Massime per Atto Ricercato: Parere di Precontenzioso n. 15 del 08/02/2012 - rif. PREC 277/11/S

Parere di Precontenzioso n. 15 del 08/02/2012 - rif. PREC 277/11/S d.lgs 163/06 Articoli 83 - Codici 83.1
Istanza di parere per la soluzione delle controversie ex articolo 6, comma 7, lettera n) del D.Lgs. n. 163/2006 presentata da Società LAVORINT S.p.A. – “Procedura aperta per la somministrazione di lavoro temporaneo per refezione per il biennio scolastico 2011/2013” – Criterio di aggiudicazione: offerta economicamente più vantaggiosa – Importo complessivo lordo : € 279.941,67 oltre IVA – S.A.: Comune di Maddaloni- La stazione appaltante, nell'individuare i punteggi da attribuire nel caso di aggiudicazione dell'offerta economicamente più vantaggiosa, non deve confondere i requisiti soggettivi di partecipazione alla gara con gli elementi oggettivi di valutazione dell’offerta.

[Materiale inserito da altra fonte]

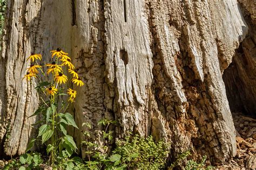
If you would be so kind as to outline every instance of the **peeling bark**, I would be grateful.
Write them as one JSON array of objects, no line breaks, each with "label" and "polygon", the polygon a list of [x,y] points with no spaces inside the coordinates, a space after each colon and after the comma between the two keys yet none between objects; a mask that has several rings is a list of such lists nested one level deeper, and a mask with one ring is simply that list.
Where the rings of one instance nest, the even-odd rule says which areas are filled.
[{"label": "peeling bark", "polygon": [[256,2],[239,2],[249,33],[240,43],[232,63],[224,71],[223,79],[231,111],[256,117]]},{"label": "peeling bark", "polygon": [[[93,130],[103,117],[117,120],[117,138],[164,138],[173,160],[188,148],[215,162],[234,156],[222,72],[247,28],[236,1],[10,1],[0,59],[3,153],[22,153],[33,137],[35,120],[27,118],[38,97],[35,82],[21,80],[25,57],[36,52],[49,62],[60,47],[86,84],[73,105],[79,127],[85,117]],[[81,131],[73,132],[78,144]]]}]

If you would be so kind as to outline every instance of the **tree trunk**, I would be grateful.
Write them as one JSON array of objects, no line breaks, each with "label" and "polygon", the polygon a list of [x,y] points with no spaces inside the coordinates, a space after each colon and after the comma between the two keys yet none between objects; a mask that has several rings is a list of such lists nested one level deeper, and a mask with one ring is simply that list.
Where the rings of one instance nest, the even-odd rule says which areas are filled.
[{"label": "tree trunk", "polygon": [[49,62],[58,47],[86,84],[73,105],[78,144],[85,117],[94,129],[105,117],[119,122],[116,138],[132,131],[169,140],[173,159],[189,148],[214,162],[235,155],[222,73],[247,33],[237,1],[12,0],[7,11],[1,156],[22,154],[35,135],[28,117],[38,96],[35,82],[22,80],[25,58],[34,52]]}]

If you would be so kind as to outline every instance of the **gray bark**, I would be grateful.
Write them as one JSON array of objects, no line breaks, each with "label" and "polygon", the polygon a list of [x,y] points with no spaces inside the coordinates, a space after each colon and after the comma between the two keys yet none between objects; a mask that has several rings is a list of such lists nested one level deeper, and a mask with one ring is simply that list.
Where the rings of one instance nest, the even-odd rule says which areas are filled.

Pertanto, nell’attribuzione del punteggio relativo all’offerta tecnica, il criterio consistente nell’assegnare rilievo anche alla quantità del fatturato pregresso, può facilmente operare come fattore limitativo della concorrenza sfavorendo, oltre il ragionevole, l’entrata nel mercato di imprenditori nuovi o comunque di non rilevanti dimensioni. Tuttavia, il divieto generale di commistione tra le caratteristiche oggettive dell’offerta e i requisiti soggettivi dell’impresa concorrente, conosce un’applicazione “attenuata” solo quando consente di rispondere in concreto alle possibili specificità che le procedure di affidamento degli appalti pubblici in talune ipotesi presentano. E’ il caso degli appalti di servizi attinenti all’architettura ed all’ingegneria dove l’offerta tecnica si sostanzia non in progetto o in un prodotto, bensì in un “facere” e dove, pertanto, anche la pregressa esperienza del professionista che partecipa alla gara può essere di ausilio nella valutazione dell’offerta tecnica (cfr. Parere n. 5 del 14/01/2010).